The realm of possibility requires an ability to think outside the box, to create the necessary conditions for dealing with complexity, accepting other people, and doing things differently and better—better for humans, and better for the Earth.

If the possibilities are so numerous, it means there is no single truth in architecture, but instead “approaches that get as close as possible to the truth”. In other words, complexity also gives rise to emotion, surprise, and the unexpected. We don’t create added value per se, but rather the necessary conditions for added value to be created.

As we work, through our ad hoc interventions we try collectively to create a better world. We try to perform “sustainable acupuncture” to care for the living organism that is the city.

For example we don’t set out to design “a hospital” or “a shopping centre”. We first design a “living environment” that lends itself to wellbeing and individual and collective self-fulfilment, always taking care to improve its ecological footprint.

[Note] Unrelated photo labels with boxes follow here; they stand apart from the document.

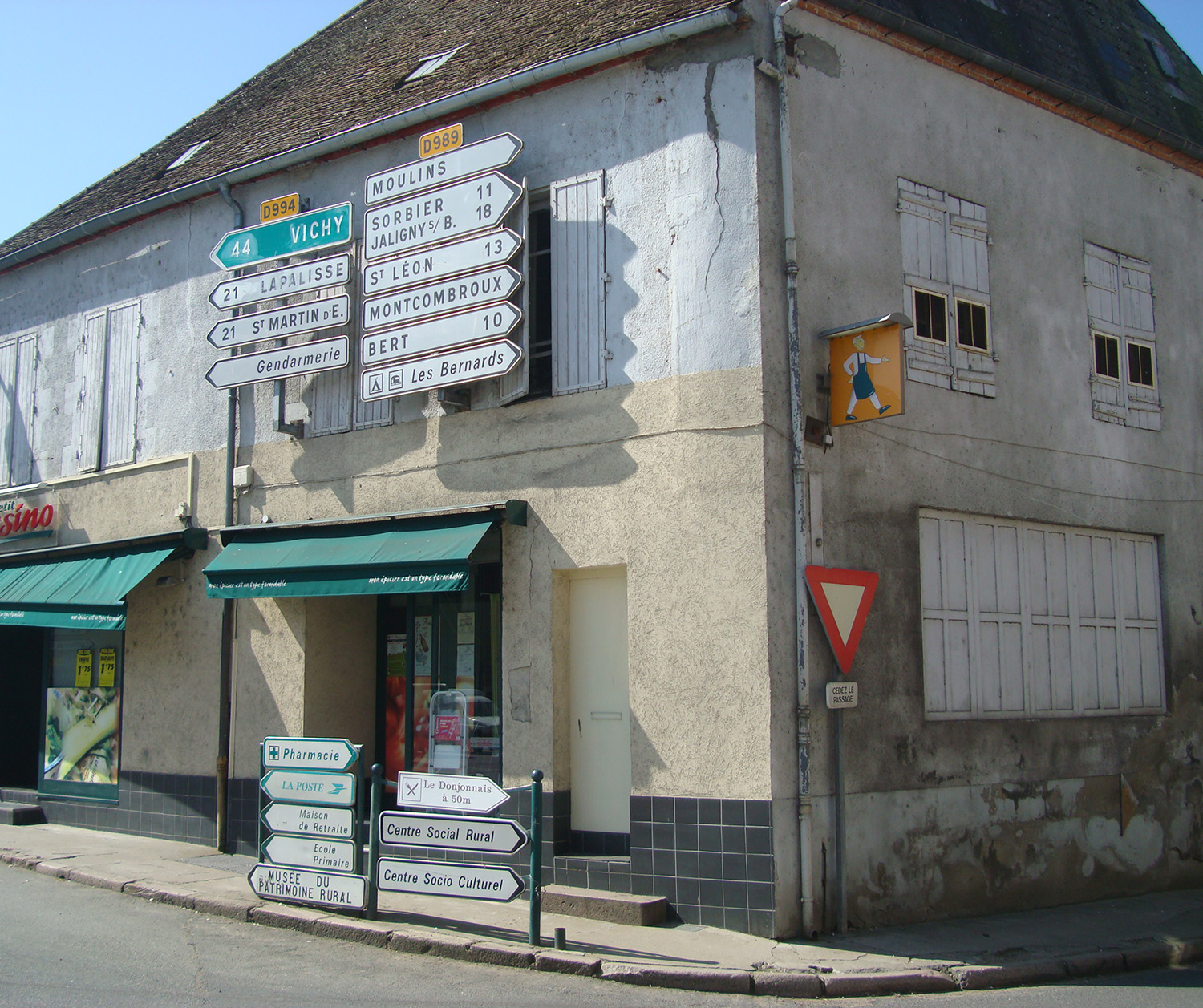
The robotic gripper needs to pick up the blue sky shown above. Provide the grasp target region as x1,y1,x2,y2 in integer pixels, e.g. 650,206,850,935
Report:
0,0,1203,244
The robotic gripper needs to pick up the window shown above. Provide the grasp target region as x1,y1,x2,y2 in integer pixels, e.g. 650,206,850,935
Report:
897,178,995,396
0,334,38,486
919,510,1166,719
1085,249,1161,431
75,302,142,473
502,172,610,402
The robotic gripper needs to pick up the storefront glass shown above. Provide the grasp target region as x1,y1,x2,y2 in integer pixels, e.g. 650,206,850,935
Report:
38,629,124,800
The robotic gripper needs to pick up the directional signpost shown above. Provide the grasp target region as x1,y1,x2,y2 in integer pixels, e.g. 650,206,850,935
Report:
363,228,522,295
380,812,529,854
363,134,522,207
209,253,351,308
360,339,522,402
361,176,522,261
377,858,526,904
207,293,351,350
205,336,350,389
209,204,351,270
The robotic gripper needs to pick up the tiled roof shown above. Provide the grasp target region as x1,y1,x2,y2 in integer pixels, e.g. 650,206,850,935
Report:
0,0,727,257
829,0,1203,149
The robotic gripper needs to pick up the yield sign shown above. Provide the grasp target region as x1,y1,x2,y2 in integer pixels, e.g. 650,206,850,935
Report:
806,567,877,675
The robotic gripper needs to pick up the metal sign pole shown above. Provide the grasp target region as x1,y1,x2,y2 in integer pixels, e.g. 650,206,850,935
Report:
527,770,543,948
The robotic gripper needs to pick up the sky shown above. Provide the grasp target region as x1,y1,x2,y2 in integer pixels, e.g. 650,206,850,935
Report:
0,0,1203,238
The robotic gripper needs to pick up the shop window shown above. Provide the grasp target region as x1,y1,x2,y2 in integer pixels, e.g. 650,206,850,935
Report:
0,334,38,486
378,556,502,784
38,629,125,800
897,178,996,397
502,172,609,403
75,302,142,473
919,510,1166,719
1085,242,1161,431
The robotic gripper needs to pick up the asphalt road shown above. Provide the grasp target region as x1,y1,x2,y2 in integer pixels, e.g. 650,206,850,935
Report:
0,866,1203,1008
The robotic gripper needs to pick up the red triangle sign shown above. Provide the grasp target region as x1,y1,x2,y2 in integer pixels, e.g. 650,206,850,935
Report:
806,567,877,675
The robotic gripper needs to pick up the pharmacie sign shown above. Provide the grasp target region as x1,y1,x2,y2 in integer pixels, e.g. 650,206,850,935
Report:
0,492,62,553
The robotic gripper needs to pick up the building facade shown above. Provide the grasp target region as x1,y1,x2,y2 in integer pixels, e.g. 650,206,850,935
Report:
0,0,1203,936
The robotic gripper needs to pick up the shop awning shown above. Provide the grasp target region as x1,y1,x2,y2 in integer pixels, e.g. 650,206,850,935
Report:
205,522,497,599
0,546,175,630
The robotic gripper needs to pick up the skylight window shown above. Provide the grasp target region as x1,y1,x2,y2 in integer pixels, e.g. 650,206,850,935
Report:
164,140,209,172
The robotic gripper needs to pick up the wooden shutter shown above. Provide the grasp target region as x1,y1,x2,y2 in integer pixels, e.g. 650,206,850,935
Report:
551,172,606,395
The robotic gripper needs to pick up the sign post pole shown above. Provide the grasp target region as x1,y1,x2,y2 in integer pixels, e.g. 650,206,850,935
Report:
527,770,543,948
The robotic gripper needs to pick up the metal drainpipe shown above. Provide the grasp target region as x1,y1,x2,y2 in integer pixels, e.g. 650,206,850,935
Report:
216,182,245,854
770,0,818,933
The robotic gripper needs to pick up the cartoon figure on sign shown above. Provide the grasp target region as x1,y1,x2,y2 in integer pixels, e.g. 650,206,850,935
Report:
844,336,890,420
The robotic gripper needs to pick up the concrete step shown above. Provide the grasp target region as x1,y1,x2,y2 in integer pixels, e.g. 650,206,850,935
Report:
0,801,46,827
541,885,669,928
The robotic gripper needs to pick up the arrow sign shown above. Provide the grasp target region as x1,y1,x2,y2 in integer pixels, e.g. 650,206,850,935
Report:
262,736,360,771
363,172,522,261
377,858,526,904
205,336,350,389
363,266,522,336
209,253,351,308
262,801,355,839
209,204,351,270
397,774,510,812
360,339,522,402
206,293,351,350
806,565,877,675
260,834,355,872
360,301,522,367
363,134,522,207
380,812,529,854
247,865,368,909
259,770,358,808
363,233,522,295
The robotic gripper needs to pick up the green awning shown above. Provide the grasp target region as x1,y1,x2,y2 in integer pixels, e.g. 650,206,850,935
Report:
205,517,493,599
0,548,173,630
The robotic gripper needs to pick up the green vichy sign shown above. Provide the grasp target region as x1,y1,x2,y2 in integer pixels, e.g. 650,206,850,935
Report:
209,204,351,269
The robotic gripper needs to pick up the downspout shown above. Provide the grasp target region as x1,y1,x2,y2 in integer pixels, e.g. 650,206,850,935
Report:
760,0,818,935
216,180,245,854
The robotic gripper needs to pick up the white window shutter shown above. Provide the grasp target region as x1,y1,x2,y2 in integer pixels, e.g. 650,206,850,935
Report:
500,178,531,406
76,312,108,473
551,172,606,395
101,303,142,466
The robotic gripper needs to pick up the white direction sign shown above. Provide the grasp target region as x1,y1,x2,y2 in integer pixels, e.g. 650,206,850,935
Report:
205,336,351,389
209,253,351,308
264,735,360,771
363,266,522,336
380,812,529,854
397,774,510,812
260,834,355,872
360,339,522,402
247,865,368,909
259,770,356,806
377,858,526,904
264,801,355,840
360,301,522,367
363,172,522,261
363,134,522,207
363,233,522,295
207,293,351,350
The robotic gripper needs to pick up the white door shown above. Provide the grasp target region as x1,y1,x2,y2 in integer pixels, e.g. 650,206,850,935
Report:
569,568,630,834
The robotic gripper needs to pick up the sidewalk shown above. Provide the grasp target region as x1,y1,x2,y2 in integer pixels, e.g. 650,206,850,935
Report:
0,824,1203,998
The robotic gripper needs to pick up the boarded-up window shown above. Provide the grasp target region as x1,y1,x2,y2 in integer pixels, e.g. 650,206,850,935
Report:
0,334,38,486
919,510,1166,719
897,178,996,396
75,302,142,473
1084,248,1161,431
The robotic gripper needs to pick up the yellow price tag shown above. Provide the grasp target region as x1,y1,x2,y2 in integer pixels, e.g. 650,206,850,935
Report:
96,647,117,686
418,123,464,158
76,651,91,690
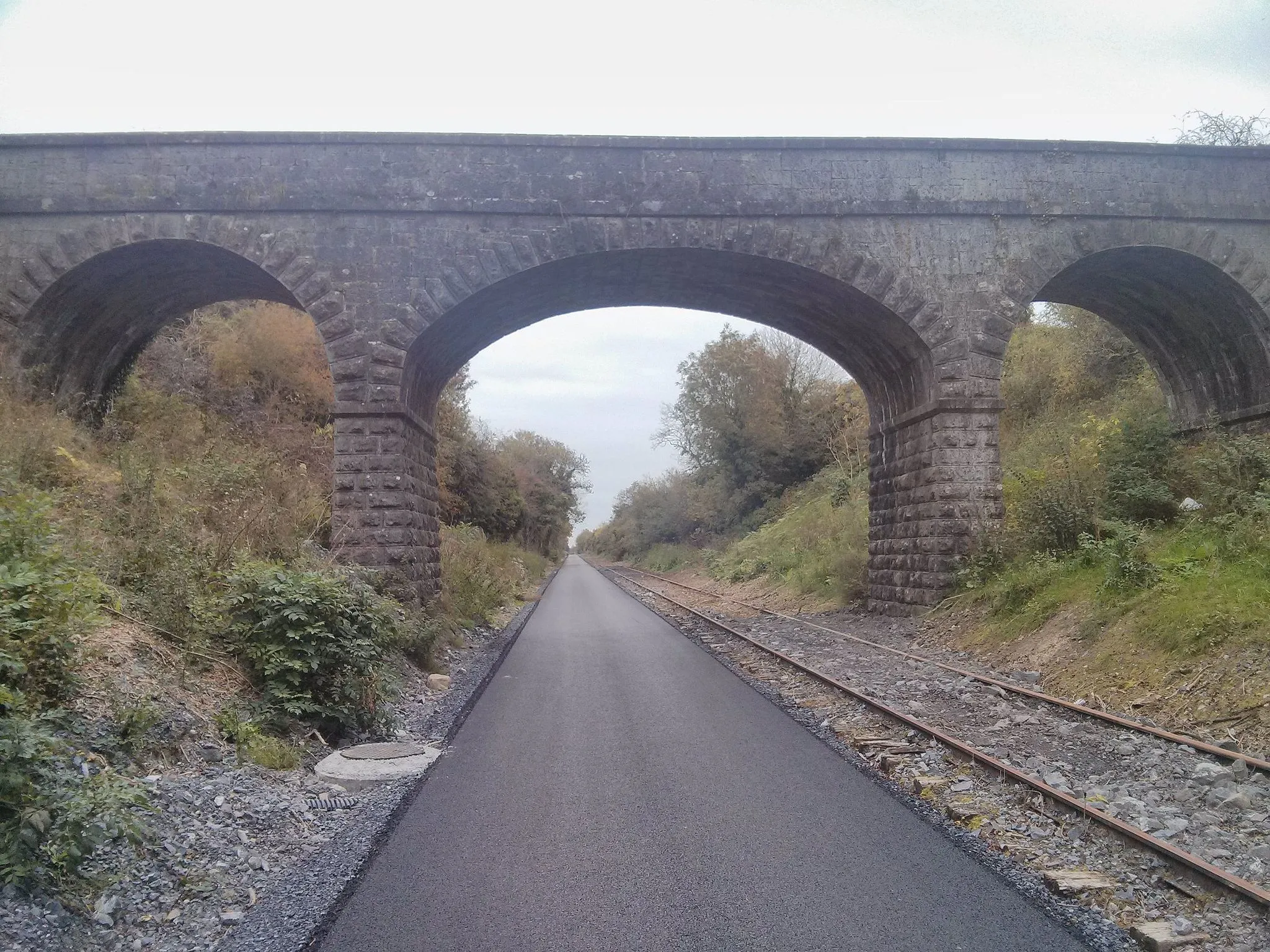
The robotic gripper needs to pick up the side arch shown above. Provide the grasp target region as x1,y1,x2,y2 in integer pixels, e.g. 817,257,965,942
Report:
1016,222,1270,430
0,226,350,405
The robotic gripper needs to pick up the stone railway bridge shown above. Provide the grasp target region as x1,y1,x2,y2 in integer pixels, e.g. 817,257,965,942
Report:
0,133,1270,612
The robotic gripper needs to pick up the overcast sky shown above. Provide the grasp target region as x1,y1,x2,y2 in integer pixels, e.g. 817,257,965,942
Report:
0,0,1270,526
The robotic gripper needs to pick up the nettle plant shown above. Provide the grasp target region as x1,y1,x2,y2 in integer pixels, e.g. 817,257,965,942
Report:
226,562,404,736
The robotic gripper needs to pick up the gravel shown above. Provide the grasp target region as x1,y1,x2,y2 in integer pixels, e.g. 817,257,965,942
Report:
0,581,548,952
606,578,1270,952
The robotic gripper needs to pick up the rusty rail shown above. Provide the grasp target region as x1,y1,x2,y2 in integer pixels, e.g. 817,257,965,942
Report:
623,565,1270,770
615,566,1270,907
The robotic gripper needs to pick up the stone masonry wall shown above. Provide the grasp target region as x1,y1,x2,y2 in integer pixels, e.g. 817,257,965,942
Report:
0,133,1270,612
869,400,1002,614
332,412,441,603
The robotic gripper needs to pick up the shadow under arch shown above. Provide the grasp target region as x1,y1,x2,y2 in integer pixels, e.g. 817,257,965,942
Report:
20,239,305,406
1034,245,1270,430
405,247,933,426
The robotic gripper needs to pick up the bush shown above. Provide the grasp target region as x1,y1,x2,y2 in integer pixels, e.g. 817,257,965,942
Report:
709,466,869,602
639,542,699,573
216,707,300,770
1099,416,1177,522
0,713,146,888
441,526,531,625
0,482,103,710
226,562,402,736
1081,523,1160,591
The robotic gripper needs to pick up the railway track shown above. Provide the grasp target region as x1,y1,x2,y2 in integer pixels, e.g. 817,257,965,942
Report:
607,566,1270,910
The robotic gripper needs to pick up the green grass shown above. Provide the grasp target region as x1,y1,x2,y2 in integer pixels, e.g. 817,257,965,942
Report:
635,542,703,573
710,467,869,603
962,521,1270,656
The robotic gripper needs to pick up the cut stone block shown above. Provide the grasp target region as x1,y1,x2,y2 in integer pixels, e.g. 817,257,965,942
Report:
1042,870,1116,895
1129,922,1209,952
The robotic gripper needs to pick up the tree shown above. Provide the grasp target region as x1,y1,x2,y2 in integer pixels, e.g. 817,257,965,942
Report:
1177,109,1270,146
655,327,841,524
497,430,590,557
435,367,527,542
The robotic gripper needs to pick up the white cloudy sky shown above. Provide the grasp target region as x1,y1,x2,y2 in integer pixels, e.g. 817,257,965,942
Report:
0,0,1270,533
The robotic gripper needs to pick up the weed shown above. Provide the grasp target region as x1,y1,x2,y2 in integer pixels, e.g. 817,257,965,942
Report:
215,707,300,770
114,698,162,757
224,562,402,736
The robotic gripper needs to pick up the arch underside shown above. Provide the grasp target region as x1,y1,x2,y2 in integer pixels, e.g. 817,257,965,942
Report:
1036,246,1270,429
405,247,932,423
23,239,302,403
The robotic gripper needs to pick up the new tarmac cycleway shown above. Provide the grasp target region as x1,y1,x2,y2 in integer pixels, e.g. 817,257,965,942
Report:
321,556,1087,952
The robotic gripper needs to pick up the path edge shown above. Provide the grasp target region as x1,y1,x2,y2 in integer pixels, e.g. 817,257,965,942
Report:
213,566,560,952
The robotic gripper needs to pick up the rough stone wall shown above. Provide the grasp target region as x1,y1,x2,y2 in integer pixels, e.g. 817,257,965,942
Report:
0,133,1270,610
869,399,1002,614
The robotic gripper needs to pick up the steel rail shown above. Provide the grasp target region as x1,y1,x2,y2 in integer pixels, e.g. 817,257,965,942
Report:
621,565,1270,770
613,566,1270,909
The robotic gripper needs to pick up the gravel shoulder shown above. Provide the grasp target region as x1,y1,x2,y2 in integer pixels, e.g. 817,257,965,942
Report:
0,578,550,952
615,578,1270,952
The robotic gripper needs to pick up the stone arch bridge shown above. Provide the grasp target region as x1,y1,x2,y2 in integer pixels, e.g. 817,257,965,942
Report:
0,133,1270,612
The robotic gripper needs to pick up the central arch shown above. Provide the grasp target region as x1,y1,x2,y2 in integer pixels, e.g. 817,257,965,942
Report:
381,247,1000,613
404,247,933,426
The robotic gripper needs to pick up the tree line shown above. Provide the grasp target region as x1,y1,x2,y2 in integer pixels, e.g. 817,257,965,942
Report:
577,327,868,558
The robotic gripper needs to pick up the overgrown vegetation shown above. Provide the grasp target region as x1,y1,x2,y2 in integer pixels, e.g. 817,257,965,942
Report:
0,480,144,886
437,371,590,558
0,303,566,889
961,307,1270,680
577,328,869,601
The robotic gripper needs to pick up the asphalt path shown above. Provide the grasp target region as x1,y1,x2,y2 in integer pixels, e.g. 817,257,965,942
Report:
321,556,1087,952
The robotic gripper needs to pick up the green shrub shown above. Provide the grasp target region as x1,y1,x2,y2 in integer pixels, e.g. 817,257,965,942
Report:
114,698,162,756
1186,430,1270,517
1081,523,1160,591
0,482,103,708
637,542,699,573
0,713,146,886
706,466,869,602
1006,465,1097,555
441,526,531,625
990,553,1063,614
1099,415,1177,522
226,562,401,736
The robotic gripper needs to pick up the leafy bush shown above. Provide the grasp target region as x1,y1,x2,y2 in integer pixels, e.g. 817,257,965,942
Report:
1005,464,1097,555
216,707,300,770
0,482,102,708
1100,416,1177,522
441,526,530,625
114,698,162,756
709,466,869,602
990,552,1063,614
0,713,146,886
1081,523,1160,591
639,542,699,573
226,562,402,736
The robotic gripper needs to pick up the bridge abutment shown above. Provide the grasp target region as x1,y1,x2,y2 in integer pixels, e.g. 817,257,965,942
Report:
869,399,1003,614
332,403,441,604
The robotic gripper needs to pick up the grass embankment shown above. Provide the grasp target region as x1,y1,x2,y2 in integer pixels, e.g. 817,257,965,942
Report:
637,311,1270,749
0,305,549,895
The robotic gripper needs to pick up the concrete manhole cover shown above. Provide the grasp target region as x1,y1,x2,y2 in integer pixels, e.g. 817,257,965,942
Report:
339,741,428,760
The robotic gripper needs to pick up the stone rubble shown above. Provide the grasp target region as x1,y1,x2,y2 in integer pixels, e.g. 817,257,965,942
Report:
0,630,515,952
615,575,1270,952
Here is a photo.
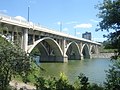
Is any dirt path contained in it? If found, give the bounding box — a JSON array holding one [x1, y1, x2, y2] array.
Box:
[[10, 80, 35, 90]]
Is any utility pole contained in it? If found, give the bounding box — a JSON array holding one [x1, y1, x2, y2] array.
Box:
[[60, 22, 62, 32], [28, 6, 30, 22]]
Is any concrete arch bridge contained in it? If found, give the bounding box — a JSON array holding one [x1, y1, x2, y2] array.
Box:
[[0, 15, 101, 62]]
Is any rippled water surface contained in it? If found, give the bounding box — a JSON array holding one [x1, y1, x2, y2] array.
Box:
[[40, 59, 111, 84]]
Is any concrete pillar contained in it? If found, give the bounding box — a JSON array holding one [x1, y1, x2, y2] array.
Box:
[[33, 31, 35, 43], [62, 38, 68, 62], [11, 31, 14, 42], [23, 29, 28, 53], [79, 42, 84, 60]]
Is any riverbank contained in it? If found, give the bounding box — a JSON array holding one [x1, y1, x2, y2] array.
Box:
[[10, 80, 36, 90], [92, 53, 114, 58]]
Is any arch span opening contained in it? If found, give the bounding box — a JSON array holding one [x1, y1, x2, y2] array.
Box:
[[82, 44, 90, 59], [28, 37, 63, 62]]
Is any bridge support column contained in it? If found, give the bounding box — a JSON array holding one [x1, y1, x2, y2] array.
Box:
[[80, 54, 84, 60], [23, 29, 28, 53]]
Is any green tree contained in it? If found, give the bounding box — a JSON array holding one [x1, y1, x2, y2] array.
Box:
[[0, 36, 31, 90], [104, 61, 120, 90], [96, 0, 120, 59], [96, 0, 120, 90]]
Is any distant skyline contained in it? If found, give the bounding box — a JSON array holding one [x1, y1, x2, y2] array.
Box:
[[0, 0, 108, 42]]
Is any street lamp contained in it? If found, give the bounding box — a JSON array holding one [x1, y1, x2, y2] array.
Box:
[[27, 6, 30, 22], [60, 22, 62, 32], [75, 28, 76, 36]]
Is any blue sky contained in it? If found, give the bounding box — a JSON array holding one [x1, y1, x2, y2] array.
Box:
[[0, 0, 108, 41]]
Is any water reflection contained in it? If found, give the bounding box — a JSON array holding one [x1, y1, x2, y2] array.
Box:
[[37, 59, 111, 84]]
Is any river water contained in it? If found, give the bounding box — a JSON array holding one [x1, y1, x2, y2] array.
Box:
[[37, 59, 112, 84]]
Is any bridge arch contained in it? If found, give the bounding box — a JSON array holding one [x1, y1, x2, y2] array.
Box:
[[81, 43, 90, 58], [90, 45, 96, 54], [65, 42, 81, 60], [28, 37, 63, 61]]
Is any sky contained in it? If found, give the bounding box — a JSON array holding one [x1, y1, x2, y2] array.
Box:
[[0, 0, 108, 42]]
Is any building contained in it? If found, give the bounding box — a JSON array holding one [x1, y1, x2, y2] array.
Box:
[[82, 32, 92, 40]]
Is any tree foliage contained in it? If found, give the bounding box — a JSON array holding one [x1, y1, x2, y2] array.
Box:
[[0, 36, 30, 90], [104, 61, 120, 90], [96, 0, 120, 58]]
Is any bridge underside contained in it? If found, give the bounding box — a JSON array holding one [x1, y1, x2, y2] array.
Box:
[[32, 39, 67, 62]]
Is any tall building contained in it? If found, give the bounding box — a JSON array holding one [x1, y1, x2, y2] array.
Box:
[[82, 32, 92, 40]]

These may be places adapted to the practice of medicine or commerce, but most importantly they are spaces adapted to what these professions are likely to become in future, in the light of technological and social change. Innovation also means anticipation.

So what matters is not so much the building as what it contains. What matters is the human activity that takes place there and the processes that give rise to it. We call it “the architecture inside”. It is an approach to architecture that is more feminine than masculine, it lays more emphasis on the informal than the formal. It is an approach which enables conversation, empathy, intuition, perception and emotion to become the main vectors for our creativity.